Why Take a Student Ministry Course in Seminary? Five Reasons

A few years ago I added to my teaching of evangelism courses a focus on teaching student ministry classes. I’ve always had a passion for the next generation, and had written a lot and spoken often on youth and youth ministry. This fall I teach the Foundations of Student Ministry course, and in January the Missional Student Ministry course I teach with veteran next gen pastor Jeff Lovingood.

Why should a student in seminary take a student ministry course? Well, a student going into such ministry should, but what about others? When choosing electives, why this one?  Here are a few reasons:

1. To equip students going into student ministry. Believe it or not, some students go to seminary, come to graduation, and then become student pastors having never taken the opportunity to take such a course. I’m not going to argue that a course or two in student ministry automatically gives you all you need to know; but it’s a bit remarkable to me that a student might have the opportunity to learn foundational issues, to work through key practical aspects of student ministry, and to read helpful books and interact with other students while in school, and not take advantage of the opportunity. A few times over the past few years I’ve had students come to see me who were about to graduate and take a student ministry position, but who never studied it on an academic level. What becomes apparent in those meetings is how much the given student has not thought through issues from parental relationships to calendaring, from relating to the pastor and staff to planning a youth camp.

2. To help those in other fields to relate better to student ministry. Suppose you are going to be a lead pastor, a church planter, or a missionary, for instance. You will be relating in some way to the next generation, or if in a local church position, you will likely be relating to a student pastor and that ministry. Learning about student ministry can help you understand more the world of teens, and work better as a staff to minister to the whole church.

3. To help your perspective on young people. Sadly, although we teach here that young people are not goof ball adolescents who just need games, but are young men and women who needs to be trained up as missionaries, so many in the church still treat teens like third graders. A student ministry course can help you to know more about the coming generation, how to relate to them, and how to see them so you can challenge them to live for Jesus now, not later.
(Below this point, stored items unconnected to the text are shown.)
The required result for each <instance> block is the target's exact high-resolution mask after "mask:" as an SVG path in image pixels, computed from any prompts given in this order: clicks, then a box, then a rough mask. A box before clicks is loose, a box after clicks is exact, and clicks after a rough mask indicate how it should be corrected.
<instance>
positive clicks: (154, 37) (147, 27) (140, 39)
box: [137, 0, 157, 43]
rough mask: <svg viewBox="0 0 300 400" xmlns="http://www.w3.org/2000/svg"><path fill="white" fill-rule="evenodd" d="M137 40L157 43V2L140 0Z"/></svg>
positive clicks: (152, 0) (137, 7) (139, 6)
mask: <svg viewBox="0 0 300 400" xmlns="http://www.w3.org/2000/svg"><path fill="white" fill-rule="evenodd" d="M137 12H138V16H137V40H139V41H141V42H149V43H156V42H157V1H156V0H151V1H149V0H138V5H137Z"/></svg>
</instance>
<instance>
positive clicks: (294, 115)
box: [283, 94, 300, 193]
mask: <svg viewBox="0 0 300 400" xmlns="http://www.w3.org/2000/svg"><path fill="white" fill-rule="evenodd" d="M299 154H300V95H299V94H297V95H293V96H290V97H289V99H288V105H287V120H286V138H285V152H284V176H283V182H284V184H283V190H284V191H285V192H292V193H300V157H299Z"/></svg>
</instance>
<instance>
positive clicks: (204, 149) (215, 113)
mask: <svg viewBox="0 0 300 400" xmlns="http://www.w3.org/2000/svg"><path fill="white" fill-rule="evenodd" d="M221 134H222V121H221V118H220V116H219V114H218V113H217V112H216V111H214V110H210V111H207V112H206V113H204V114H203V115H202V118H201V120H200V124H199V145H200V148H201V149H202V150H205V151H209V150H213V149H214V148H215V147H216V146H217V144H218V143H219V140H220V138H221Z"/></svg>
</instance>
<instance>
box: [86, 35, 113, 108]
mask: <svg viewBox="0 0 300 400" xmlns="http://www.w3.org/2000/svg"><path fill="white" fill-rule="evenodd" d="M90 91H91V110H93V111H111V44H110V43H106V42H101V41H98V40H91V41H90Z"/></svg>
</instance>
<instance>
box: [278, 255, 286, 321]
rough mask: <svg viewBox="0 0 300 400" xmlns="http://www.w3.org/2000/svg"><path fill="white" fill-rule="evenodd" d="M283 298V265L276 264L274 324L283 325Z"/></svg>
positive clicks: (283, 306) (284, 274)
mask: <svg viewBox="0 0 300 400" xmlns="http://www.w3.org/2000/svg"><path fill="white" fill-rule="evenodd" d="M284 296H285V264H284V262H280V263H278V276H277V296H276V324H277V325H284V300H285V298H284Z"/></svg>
4. For some, it will help you as a parent. For students who are married or will marry and have kids, learning about student ministry will help you as a parent in at least two ways. First, it will give you perspective on the youth culture and what youth face, and a perspective on youth as noted in point 3. Second, it will help you to disciple your own children in the context of the ministry of your church and to rear them with a missional focus.

5. Finally, a student ministry course offers a practical, real-world focus to balance the more theoretical courses you take. Don’t get me wrong, I love those subjects. I took years of Greek and Hebrew, extra philosophy, theology, and Bible classes, and consider all these at SEBTS to be student ministry courses as much as any I teach. But a student ministry course can help you think through the real world implications of relating apologetics to the youth culture, or explaining the Bible and theology in more depth (hey, if teens can learn trigonometry in high school, they can learn theology in church!) where teens actually live.

As I look back over my theological education, a few choice electives served to complete my degree in a way that prepared me intellectually, spiritually, and practically. I pray your education will do the same for you.